If MS Word could spot a truly restrictive relative “which” (which may not be an error but is certainly poor style), then it would know that it doesn’t need a preceding comma.
dank48 - April 18, 2012 at 1:15 pm
The lack of preceding comma (or other punctuation; see your second sentence) is one clue to the clueless Microsoft Word grammar checker that this is a restrictive which, which is no more an error than it is poor style, but which is one of those superstitions passed on to us by Fowler, Gowers, et al.
The persistence of this silliness is amazing. Foreigners learning English learn it as it’s used, not as little old ladies of whatever gender think it should be used. I remember the striking example provided by the textbook:
The new vicar said he would wear no clothes, that would distinguish him from others.
The new vicar said he would wear no clothes, which would distinguish him from others.
The new vicar said he would wear no clothes that would distinguish him from others.

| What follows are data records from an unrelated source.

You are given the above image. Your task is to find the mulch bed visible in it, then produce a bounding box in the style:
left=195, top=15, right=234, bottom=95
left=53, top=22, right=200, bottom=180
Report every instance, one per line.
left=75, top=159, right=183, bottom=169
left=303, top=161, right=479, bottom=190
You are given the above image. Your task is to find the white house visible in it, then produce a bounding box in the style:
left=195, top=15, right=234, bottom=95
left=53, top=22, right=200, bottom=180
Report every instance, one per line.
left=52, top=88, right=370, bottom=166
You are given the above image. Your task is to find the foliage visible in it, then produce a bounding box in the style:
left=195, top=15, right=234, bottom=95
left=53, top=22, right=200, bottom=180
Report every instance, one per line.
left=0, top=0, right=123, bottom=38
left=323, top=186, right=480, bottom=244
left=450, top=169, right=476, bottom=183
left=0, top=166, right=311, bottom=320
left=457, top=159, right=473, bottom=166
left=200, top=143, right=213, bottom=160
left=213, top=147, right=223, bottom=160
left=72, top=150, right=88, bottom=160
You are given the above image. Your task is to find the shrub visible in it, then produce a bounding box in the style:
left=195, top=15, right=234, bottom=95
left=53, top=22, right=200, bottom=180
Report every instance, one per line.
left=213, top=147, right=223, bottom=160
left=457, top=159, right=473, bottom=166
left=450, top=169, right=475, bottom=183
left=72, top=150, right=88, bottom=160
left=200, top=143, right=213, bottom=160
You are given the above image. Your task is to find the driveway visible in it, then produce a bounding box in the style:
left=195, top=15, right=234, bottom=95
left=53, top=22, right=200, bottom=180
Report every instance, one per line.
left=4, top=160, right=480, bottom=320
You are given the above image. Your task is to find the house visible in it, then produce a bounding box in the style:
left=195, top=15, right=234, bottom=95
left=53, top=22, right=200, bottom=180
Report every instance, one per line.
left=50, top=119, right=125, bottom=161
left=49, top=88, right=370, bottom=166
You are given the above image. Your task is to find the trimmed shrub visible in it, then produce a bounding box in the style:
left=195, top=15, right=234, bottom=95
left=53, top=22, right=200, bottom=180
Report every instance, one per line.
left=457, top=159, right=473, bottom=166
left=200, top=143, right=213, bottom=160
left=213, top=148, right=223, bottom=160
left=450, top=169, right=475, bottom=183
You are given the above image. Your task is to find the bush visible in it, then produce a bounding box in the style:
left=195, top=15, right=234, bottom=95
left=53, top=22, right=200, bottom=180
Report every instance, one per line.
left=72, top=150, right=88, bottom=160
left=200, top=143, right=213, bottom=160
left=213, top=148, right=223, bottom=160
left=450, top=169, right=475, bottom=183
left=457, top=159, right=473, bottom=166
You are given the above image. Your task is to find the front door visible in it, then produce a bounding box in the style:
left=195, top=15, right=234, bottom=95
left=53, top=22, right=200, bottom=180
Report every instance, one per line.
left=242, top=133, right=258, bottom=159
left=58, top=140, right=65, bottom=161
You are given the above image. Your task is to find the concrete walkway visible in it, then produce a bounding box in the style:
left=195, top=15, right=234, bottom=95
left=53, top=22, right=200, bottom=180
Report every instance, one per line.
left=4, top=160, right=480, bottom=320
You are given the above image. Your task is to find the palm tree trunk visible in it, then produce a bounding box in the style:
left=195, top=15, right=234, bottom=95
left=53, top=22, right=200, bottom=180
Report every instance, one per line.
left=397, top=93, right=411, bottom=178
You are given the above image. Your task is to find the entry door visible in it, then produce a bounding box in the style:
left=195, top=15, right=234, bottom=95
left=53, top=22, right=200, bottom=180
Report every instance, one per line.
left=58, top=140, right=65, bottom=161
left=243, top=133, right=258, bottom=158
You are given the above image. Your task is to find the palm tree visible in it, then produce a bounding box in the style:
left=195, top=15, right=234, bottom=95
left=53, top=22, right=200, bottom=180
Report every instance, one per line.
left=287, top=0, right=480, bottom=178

The new vicar said he would wear no clothes which would distinguish him from others.
The first is simply wrong, a run-on sentence: no problem.
The second is nonrestrictive, which everyone agrees about: no problem.
The third is the restrictive form that everyone agrees is okay: no problem.
The fourth is the restrictive form which some people object to, whether because Fowler did or because somebody else did.
The fact is that people use restrictive which all the time, and yet the heavens remain in place. English would be neater and tidier if in fact which were always nonrestrictive and the restrictive were always adequately served by that and the distinction were always so clear, but that just isn’t the case. Since when have neatness and tidiness been salient features of the English language?
But this doesn’t convince true believers in the phony rule; nothing will. Let them explain how that could have saved “It is for us the living, rather, to be dedicated here to the unfinished work which they who fought here have thus far so nobly advanced” from being the unintelligible gibberish it so unfortunately is.